Your Health

Winter Rains, and Early Bay Area Spring Bad News for Allergy Sufferers

An early Spring means flowers budding and blooming trees, but if you are one of the millions of people who have seasonal allergies, this also means sneezing, congestion, runny nose and other bothersome symptoms. Seasonal allergies — also called hay fever and allergic rhinitis — can make you miserable. And, because the Bay Area experienced a record amount of rain this past winter, this year's allergy season promises to be a doozy. 

Here are a few tips from the Mayo Clinic on how to reduce your exposure to allergy triggers.

  • Stay indoors on dry, windy days — the best time to go outside is after a good rain, which helps clear pollen from the air.

  • Delegate lawn mowing, weed pulling and other gardening chores that stir up allergens.

  • Remove clothes you've worn outside; you may also want to shower to rinse pollen from your skin and hair.

  • Don't hang laundry outside — pollen can stick to sheets and towels.

  • Wear a dust mask if you do outside chores.

  • Take extra steps when pollen counts are high

Seasonal allergy signs and symptoms can flare up when there's a lot of pollen in the air. These steps can help you reduce your exposure:

  • Check your local TV or radio station, your local newspaper, or the Internet for pollen forecasts and current pollen levels.

  • If high pollen counts are forecasted, start taking allergy medications before your symptoms start.

  • Close doors and windows at night or any other time when pollen counts are high.

  • Avoid outdoor activity in the early morning when pollen counts are highest.

  • Keep indoor air clean

There's no miracle product that can eliminate all allergens from the air in your home, but these suggestions may help:

  • Use the air conditioning in your house and car.

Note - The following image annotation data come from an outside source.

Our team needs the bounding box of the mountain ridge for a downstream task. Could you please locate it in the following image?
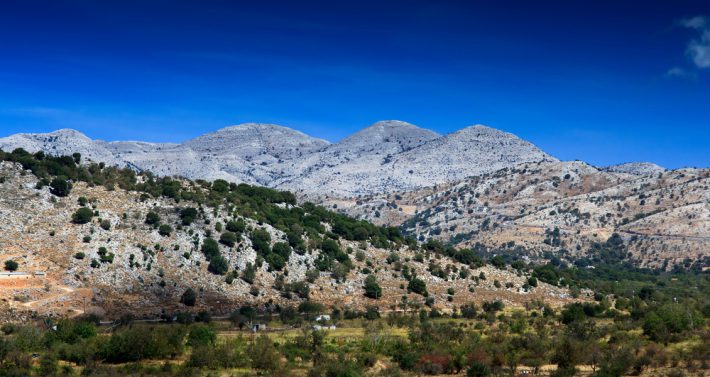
[0,120,668,198]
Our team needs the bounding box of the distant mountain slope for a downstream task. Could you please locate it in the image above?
[0,120,555,195]
[602,162,666,175]
[0,159,574,321]
[338,161,710,268]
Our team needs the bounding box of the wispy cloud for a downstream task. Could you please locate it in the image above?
[680,16,710,69]
[666,66,697,78]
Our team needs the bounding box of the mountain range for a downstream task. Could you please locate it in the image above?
[0,120,556,197]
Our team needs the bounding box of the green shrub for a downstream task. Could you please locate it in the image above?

  • If you have forced air heating or air conditioning in your house, use high-efficiency filters and follow regular maintenance schedules.

  • Keep indoor air dry with a dehumidifier.

  • Use a portable high-efficiency particulate air (HEPA) filter in your bedroom.

  • Clean floors often with a vacuum cleaner that has a HEPA filter.

Try rinsing your nasal passages with distilled, sterile saline solution (nasal irrigation) as a quick, inexpensive and very effective way to relieve nasal congestion. Rinsing directly flushes out mucus and allergens from your nose. Look for a squeeze bottle or a neti pot — a small container with a spout designed for nasal rinsing — at your pharmacy or health food store. Use water that's distilled, sterile, previously boiled and cooled, or filtered using a filter with an absolute pore size of 1 micron or smaller to make up the saline irrigation solution. Also be sure to rinse the irrigation device after each use with similarly distilled, sterile, previously boiled and cooled, or filtered water and leave open to air-dry.

If you have bad seasonal allergies, your doctor may recommend that you have skin tests or blood tests to find out exactly what allergens trigger your symptoms. Testing can help determine what steps you need to take to avoid your specific triggers and identify which treatments are likely to work best for you.

Consult with your doctor on how best to control severe allergy symptoms.